1. フェイク生成技術の高精度化と「メディア・ブラックアウト事件」

 2025年に入った途端、生成AIを使ったフェイクコンテンツがさらに巧妙化し、「視覚や聴覚だけでは判別不可能」というレベルにまで到達したという報告が相次ぐようになった。デマや虚偽情報、捏造された動画・音声が各種SNSを中心に爆発的に流布し、社会的混乱を引き起こすケースが増加したのだ。

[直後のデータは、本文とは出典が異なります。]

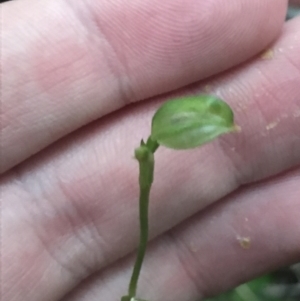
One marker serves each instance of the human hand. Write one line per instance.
(73, 74)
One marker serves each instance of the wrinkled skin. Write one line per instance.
(80, 83)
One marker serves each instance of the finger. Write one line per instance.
(247, 234)
(294, 2)
(79, 197)
(67, 63)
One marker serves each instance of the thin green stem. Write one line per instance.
(144, 155)
(144, 230)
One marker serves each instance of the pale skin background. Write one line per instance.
(80, 81)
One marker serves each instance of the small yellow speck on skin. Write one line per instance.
(267, 55)
(245, 242)
(271, 125)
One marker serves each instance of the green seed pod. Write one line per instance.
(189, 122)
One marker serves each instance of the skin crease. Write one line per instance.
(68, 207)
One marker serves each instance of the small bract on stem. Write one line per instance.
(181, 123)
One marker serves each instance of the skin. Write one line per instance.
(80, 87)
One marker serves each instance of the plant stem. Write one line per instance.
(144, 154)
(144, 230)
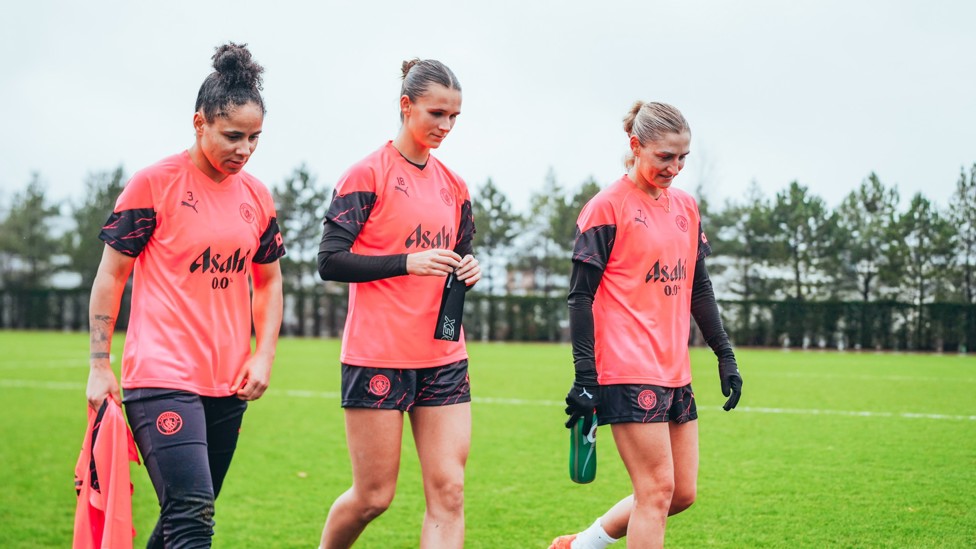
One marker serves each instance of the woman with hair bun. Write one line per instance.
(638, 277)
(399, 223)
(200, 234)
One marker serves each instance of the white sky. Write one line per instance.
(821, 91)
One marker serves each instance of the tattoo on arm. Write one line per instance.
(100, 332)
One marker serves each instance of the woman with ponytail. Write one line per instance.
(638, 278)
(200, 234)
(398, 229)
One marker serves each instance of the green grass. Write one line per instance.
(793, 467)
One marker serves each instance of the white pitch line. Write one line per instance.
(849, 413)
(865, 377)
(297, 393)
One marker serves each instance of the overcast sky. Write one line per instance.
(823, 92)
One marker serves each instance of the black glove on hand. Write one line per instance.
(728, 372)
(581, 401)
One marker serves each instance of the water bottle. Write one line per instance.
(582, 453)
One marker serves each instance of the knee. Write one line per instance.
(660, 495)
(373, 503)
(188, 517)
(447, 496)
(681, 500)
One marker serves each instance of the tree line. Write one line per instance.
(882, 271)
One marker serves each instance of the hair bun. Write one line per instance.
(407, 65)
(236, 68)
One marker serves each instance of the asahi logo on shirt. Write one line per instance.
(667, 273)
(420, 238)
(210, 263)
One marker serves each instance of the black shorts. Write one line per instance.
(402, 389)
(646, 404)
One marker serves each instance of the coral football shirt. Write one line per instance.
(647, 249)
(393, 207)
(194, 241)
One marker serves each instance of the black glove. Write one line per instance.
(581, 401)
(728, 372)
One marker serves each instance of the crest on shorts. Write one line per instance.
(647, 399)
(169, 423)
(379, 385)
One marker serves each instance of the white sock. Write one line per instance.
(594, 537)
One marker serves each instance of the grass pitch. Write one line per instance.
(826, 449)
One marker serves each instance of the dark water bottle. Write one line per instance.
(582, 453)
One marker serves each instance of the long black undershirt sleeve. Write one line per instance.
(337, 263)
(584, 281)
(704, 309)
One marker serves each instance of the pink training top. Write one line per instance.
(396, 208)
(194, 241)
(642, 308)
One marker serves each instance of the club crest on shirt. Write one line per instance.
(190, 202)
(640, 217)
(248, 213)
(401, 186)
(682, 223)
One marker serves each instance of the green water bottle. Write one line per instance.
(582, 453)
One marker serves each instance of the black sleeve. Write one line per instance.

 たとえば、ある政治家の演説をそっくり真似した音声や、映像合成による“証拠映像”が拡散され、多くの市民がそれを本物と信じてしまうような出来事が起こった。

 とりわけ象徴的だったのが、欧米の一部ネットコミュニティで煽られた「メディア・ブラックアウト事件」である。

 これは、あるSNSアカウントが「特定の国が故意に停電を起こし、インターネット接続を遮断している」というデマを発端に、疑心暗鬼に駆られた人々が次々と誤報を共有した事件だ。

 巧妙な生成AIによる“停電の街”の映像がリアルタイムで投稿されると、数多くの人がそれを信じ、あたかも大規模な情報封鎖が行われているかのように錯覚に陥った。結果として、多数の人々が外出を控え、学校や企業が休止状態に追い込まれ、経済活動が一時的に停滞するまでに至った。

 実際にはそのような事実はなかったのだが、リアルタイム偽映像生成の精度は圧倒的で、専門家でも短時間で真偽を判定できず、「画像がウソなら、動画もウソ。もう何が本当かわからない」という声が広くあがった。

 これをきっかけに、世界各国のメディア・リテラシー向上の取り組みが一段と強化されることとなった。各国政府は、AIによるコンテンツ解析技術を使い「ファクトチェック」を自動化しようと躍起になり、SNS企業も「視聴前の事実確認」を促すポップアップや警告ラベルを強化していく。

 しかし、いたちごっこと言われるように、生成AIの精度が高まるほどフェイクのクオリティも増していき、その対策の難しさが浮き彫りになるのである。